An adverb modifies the verb. It is a word that describes how or when something was done–most commonly recognized with the ending ‘ly’ but not always.
Growing up, I heard the saying, “Don’t use adverbs,” so I avoided them as best I could. It wasn’t until I listened to Stephen King’s audiobook ‘On Writing’ that I finally understood.
Adverbs exist for a purpose. So far, in the two paragraphs above, I’ve used three adverbs—‘commonly’, ‘always’, and ‘finally’. You might ask since this post is about avoiding adverbs, why am I using them? To prove a point. That point is the proper place of adverbs such as conversational blog posts or casual essays. Such easygoing writing styles are informative and bring the reader in by sounding like a friend.
Adverbs have an important role in communication. What I propose today is the role of adverbs in short stories and novels—works of fiction. This is where the rule “Don’t use adverbs” comes into play. The most typical use of adverbs is tied with dialogue. For instance:
“You don’t know what you’re talking about!” Felix said angrily.
Now, I’ve already mentioned the use of ‘said’, but where does that leave the adverb ‘angrily’? After all, it tells us how he spoke. It tells us how he spoke—doesn’t show.
What does it show us about his character? All right, he’s angry, but that doesn’t narrow down anything since everyone gets angry. He could be a hot-headed drunk whose wife just confronted him about his drinking:
“You don’t know what you’re talking about!” Felix threw his bottle across the room and ignored when it shattered against the wall.
Or he could be a determined detective in the interrogation room as a difficult suspect twists the truth to probe at the detective’s dark past.
“You don’t know what you’re talking about!” Felix narrowed his eyes on the suspect in the center of the room, but he forced himself not to uncross his arms and strangle the man.
Anger is an emotion. Everyone responds to emotions differently. Showing the body language of the character through that emotion solidifies that character in the reader’s mind.
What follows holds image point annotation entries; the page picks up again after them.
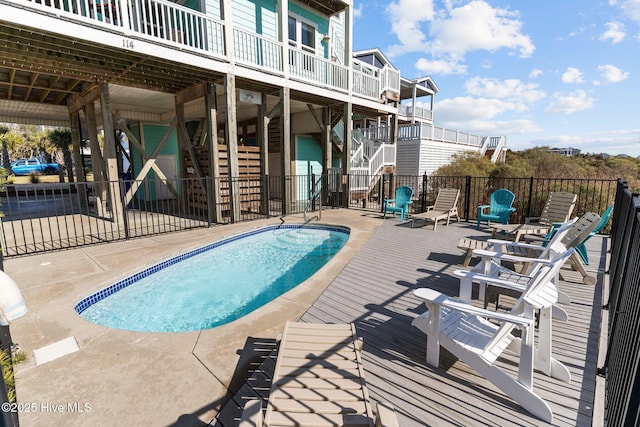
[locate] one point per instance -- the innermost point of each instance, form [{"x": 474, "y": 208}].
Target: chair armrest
[
  {"x": 434, "y": 297},
  {"x": 252, "y": 414},
  {"x": 521, "y": 245},
  {"x": 474, "y": 276},
  {"x": 509, "y": 257},
  {"x": 386, "y": 415}
]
Another common use of adverbs is to describe an action such as: He tiptoed quietly into the room. ‘Tiptoed quietly’ is redundant, so the adverb ‘quietly’ is unnecessary. Have you ever tried to tiptoe loudly?
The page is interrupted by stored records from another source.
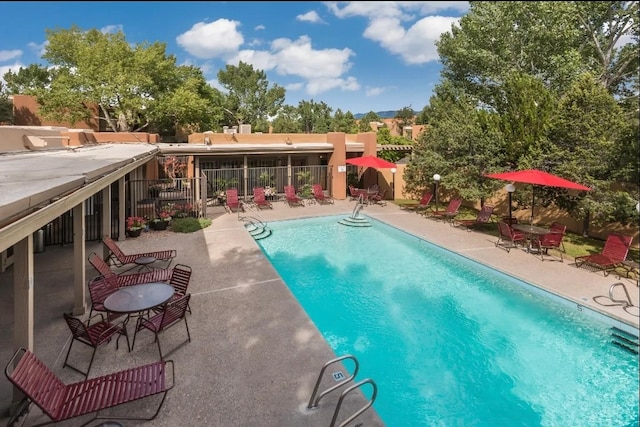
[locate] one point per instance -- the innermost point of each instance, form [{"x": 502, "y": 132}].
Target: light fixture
[
  {"x": 510, "y": 189},
  {"x": 436, "y": 179},
  {"x": 393, "y": 183}
]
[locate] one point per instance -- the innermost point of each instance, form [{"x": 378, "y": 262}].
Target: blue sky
[{"x": 356, "y": 56}]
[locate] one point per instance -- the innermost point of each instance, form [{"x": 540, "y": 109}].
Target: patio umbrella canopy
[
  {"x": 371, "y": 162},
  {"x": 537, "y": 177}
]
“Is there ever a right time to use adverbs?” Of course. There are always exceptions to the rules, but it depends on the context. Just as it is with ‘telling’, you must know which adverbs you are using and why. If you can’t justify it, and if you can easily take it out and the sentence still gets your message across, then the adverb is unnecessary. However, if it is very important to show how a character did something because it intensifies the scene in simple ways, then leave it. Consider this:
Felix hesitated in the doorway of the hospital room then slowly stepped inside the dark room.
In that sentence, I could have taken out ‘slowly’, and the sentence would read fine. However, leaving it in, places an emphasis on the action and hints at his great reluctance to enter the room because he feels responsible for the patient getting harmed in the first place. When an adverb is the only word that can get the message across clearly and simply, then use it.